Pat Robertson. Certainly an unlikely candidate for the legalization of Marijuana. An odd juxtaposition that places him shoulder to shoulder with the likes of George Soros, who as an ardent advocate, should arouse more than passing suspicion. Soros talks about empowering the small cultivator, but this would be big business, branded goods, a zillion flavors and an export cash crop backed by huge advertising budgets.
Yes its the same Pat Robertson who blamed Haitian morality, the devil and voodoo for their earthquake. From the New York Times: “I really believe we should treat marijuana the way we treat beverage alcohol,” Mr. Robertson said in an interview on Wednesday. “I’ve never used marijuana and I don’t intend to, but it’s just one of those things that I think: this war on drugs just hasn’t succeeded.”
Mr. Robertson’s remarks echoed statements he made last week on “The 700 Club,” the signature program of his Christian Broadcasting Network, and other comments he made in 2010. While those earlier remarks were largely dismissed by his followers, Mr. Robertson has now apparently fully embraced the idea of legalizing marijuana, arguing that it is a way to bring down soaring rates of incarceration and reduce the social and financial costs….
“I believe in working with the hearts of people, and not locking them up,” he said.
Mr. Robertson’s remarks were hailed by pro-legalization groups, who called them a potentially important endorsement in their efforts to roll back marijuana penalties and prohibitions, which residents of Colorado and Washington will vote on this fall. “I love him, man, I really do,” said Neill Franklin, executive director of Law Enforcement Against Prohibition, a group of current and former law enforcement officials who oppose the drug war. “He’s singing my song.”
…But marijuana is a complex issue, both social and legal. For many, a dangerous weed that can be at a potency unheard of from the time of the 1960′s. And, there is no question that chronic use inhibits an ability to think clearly, disrupts the general flow of psychomotor functions, and generally can create harm for many even in the “casual use” category. There were some valid reasons that caused it to be listed as an illegal substance initially. …
For his part, Mr. Robertson said that he “absolutely” supported the ballot measures, though he would not campaign for them. “I’m not a crusader,” he said. That comment may invite debate, considering Mr. Robertson’s long career of speaking out — and sometimes in ways that drew harsh criticism — in favor of conservative family values. Recently, he was quoted as saying that victims of tornadoes in the Midwest could have avoided their fate by praying more.

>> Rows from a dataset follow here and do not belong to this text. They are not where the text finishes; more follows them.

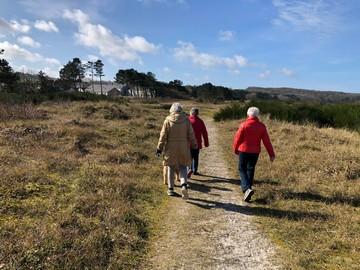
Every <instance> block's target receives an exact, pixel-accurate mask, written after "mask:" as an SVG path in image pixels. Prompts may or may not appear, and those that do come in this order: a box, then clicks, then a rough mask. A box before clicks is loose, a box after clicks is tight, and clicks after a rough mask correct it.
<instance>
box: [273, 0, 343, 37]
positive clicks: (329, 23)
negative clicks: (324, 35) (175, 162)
mask: <svg viewBox="0 0 360 270" xmlns="http://www.w3.org/2000/svg"><path fill="white" fill-rule="evenodd" d="M272 3H273V5H274V7H275V8H276V9H277V11H278V17H277V18H276V19H275V20H274V21H273V23H274V24H275V25H278V26H288V25H290V26H291V27H294V28H295V29H296V30H300V31H303V30H311V31H316V32H320V33H331V32H333V31H335V30H336V28H337V24H338V20H339V15H340V14H339V8H338V4H337V2H336V1H335V0H329V1H323V0H273V1H272Z"/></svg>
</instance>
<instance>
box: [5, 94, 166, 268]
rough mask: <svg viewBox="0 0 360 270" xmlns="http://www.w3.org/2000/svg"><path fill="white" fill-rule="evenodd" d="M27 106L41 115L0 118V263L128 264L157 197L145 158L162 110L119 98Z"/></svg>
mask: <svg viewBox="0 0 360 270" xmlns="http://www.w3.org/2000/svg"><path fill="white" fill-rule="evenodd" d="M149 105H151V104H149ZM155 105H156V106H158V104H155ZM33 109H34V110H36V111H46V112H47V117H45V118H44V117H40V118H39V117H33V116H31V117H25V118H23V117H8V118H7V119H6V121H2V122H0V161H1V164H0V173H1V180H0V243H1V246H6V249H3V248H2V249H0V261H1V263H0V264H1V265H2V267H3V268H5V269H69V268H71V269H134V268H136V267H137V266H138V263H139V261H140V259H141V257H142V256H143V253H144V252H145V247H146V243H147V241H148V237H149V234H150V233H151V229H150V228H151V224H152V223H151V222H152V220H153V217H152V215H153V213H155V212H156V211H155V210H154V209H156V208H157V205H159V203H160V202H161V201H163V199H164V197H165V192H163V185H162V181H161V179H162V176H161V175H162V167H161V162H159V160H158V159H155V158H152V157H153V156H154V155H153V151H154V149H155V148H156V143H157V139H158V135H159V132H160V127H161V124H162V121H163V119H164V116H165V114H166V113H164V112H163V111H160V110H157V109H156V108H152V107H147V108H146V109H145V108H144V107H143V104H135V103H134V102H132V103H127V102H124V101H123V100H120V101H114V102H108V101H98V102H89V101H82V102H70V103H69V102H64V103H51V102H47V103H43V104H41V105H39V106H35V107H33ZM145 111H146V113H145ZM125 116H126V117H125ZM149 117H151V120H150V122H149V119H148V120H146V119H145V118H149ZM127 119H131V120H130V121H132V122H131V123H130V122H129V121H128V120H127ZM146 127H148V128H146ZM144 129H145V130H144ZM144 172H146V173H144Z"/></svg>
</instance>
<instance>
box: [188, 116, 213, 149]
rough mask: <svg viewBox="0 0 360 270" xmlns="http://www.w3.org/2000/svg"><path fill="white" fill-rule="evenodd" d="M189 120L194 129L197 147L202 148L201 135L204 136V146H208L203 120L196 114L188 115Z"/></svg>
mask: <svg viewBox="0 0 360 270" xmlns="http://www.w3.org/2000/svg"><path fill="white" fill-rule="evenodd" d="M189 120H190V123H191V125H192V127H193V130H194V133H195V138H196V141H197V144H198V147H199V149H201V148H202V139H201V137H203V138H204V144H205V147H208V146H209V139H208V136H207V130H206V127H205V124H204V122H203V120H201V119H200V118H199V117H198V116H195V115H190V116H189Z"/></svg>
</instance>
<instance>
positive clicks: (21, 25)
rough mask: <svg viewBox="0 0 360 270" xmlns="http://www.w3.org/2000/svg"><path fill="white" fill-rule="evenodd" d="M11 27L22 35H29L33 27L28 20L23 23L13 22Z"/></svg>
mask: <svg viewBox="0 0 360 270" xmlns="http://www.w3.org/2000/svg"><path fill="white" fill-rule="evenodd" d="M10 26H11V28H12V29H13V30H14V31H16V32H21V33H28V32H29V31H30V29H31V26H30V25H29V23H28V22H27V21H26V20H23V21H22V22H21V23H20V22H18V21H16V20H11V21H10Z"/></svg>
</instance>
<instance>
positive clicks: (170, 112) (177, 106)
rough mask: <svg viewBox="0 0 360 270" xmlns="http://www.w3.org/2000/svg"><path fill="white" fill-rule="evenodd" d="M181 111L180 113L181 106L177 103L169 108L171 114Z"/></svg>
mask: <svg viewBox="0 0 360 270" xmlns="http://www.w3.org/2000/svg"><path fill="white" fill-rule="evenodd" d="M181 111H182V106H181V104H180V103H178V102H175V103H173V104H172V105H171V107H170V110H169V112H170V113H173V112H181Z"/></svg>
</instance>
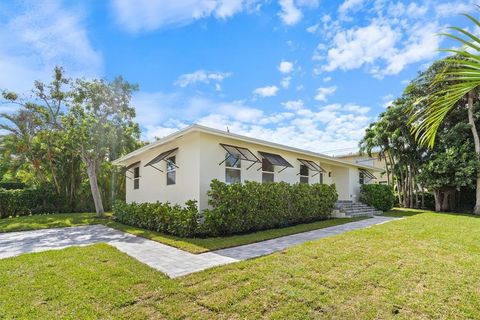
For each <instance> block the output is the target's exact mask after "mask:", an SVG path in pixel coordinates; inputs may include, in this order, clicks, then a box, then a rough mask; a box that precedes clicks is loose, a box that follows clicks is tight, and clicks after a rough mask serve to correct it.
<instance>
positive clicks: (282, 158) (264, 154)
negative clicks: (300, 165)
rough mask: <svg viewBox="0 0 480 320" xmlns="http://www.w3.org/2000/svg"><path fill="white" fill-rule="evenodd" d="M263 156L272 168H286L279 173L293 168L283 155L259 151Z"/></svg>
mask: <svg viewBox="0 0 480 320" xmlns="http://www.w3.org/2000/svg"><path fill="white" fill-rule="evenodd" d="M258 153H260V154H261V155H262V157H263V158H264V159H265V160H267V161H268V162H269V163H270V164H271V165H272V166H279V167H284V168H283V169H282V170H280V171H279V173H280V172H282V171H283V170H285V169H287V168H293V166H292V165H291V164H290V162H288V161H287V160H285V159H284V158H283V157H282V156H281V155H279V154H274V153H268V152H263V151H258Z"/></svg>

But advocates of overhauling drug laws say Mr. Robertson’s newfound passion on their issue could help sway conservative voters and other religious leaders to their cause. “It’s completely out of control,” Mr. Robertson said. “Prisons are being overcrowded with juvenile offenders having to do with drugs. And the penalties, the maximums, some of them could get 10 years for possession of a joint of marijuana. It makes no sense at all.” …
…I don’t think we can say that there is a particularly moral stance on marijuana. It’s much more a social issue than anything else: at issue is not the drug itself, but how it is used which depends essentially on social issues. Potentially, alcohol is a more dangerous drug than marijuana. However, responsible people have created a social ambience for it that somewhat limits and controls the dangers involved. If one had lived in Babylonia 2000 years ago, there may have been something realively similar for the use of dope. But in our context, marijuana brings a lot of social baggage. But times change. Still, you have to buy it, hide it, and explain it as things stand now. The potential for psychosis aside, and the need for altered states aside, it may not be so much the chemical effect of the drug but everything that goes along with it….
Robertson: “If people can go into a liquor store and buy a bottle of alcohol and drink it at home legally, then why do we say that the use of this other substance is somehow criminal?” he said….
Mr. Franklin, who is a Christian, said Mr. Robertson’s position was actually in line with the Gospel. “If you follow the teaching of Christ, you know that Christ is a compassionate man,” he said. “And he would not condone the imprisoning of people for nonviolent offenses.”
Mr. Robertson said he enjoyed a glass of wine now and then — “When I was in college, I hit it pretty hard, but that was before Christ.” He added that he did not think marijuana appeared in the Bible, though he noted that “Jesus made water into wine.”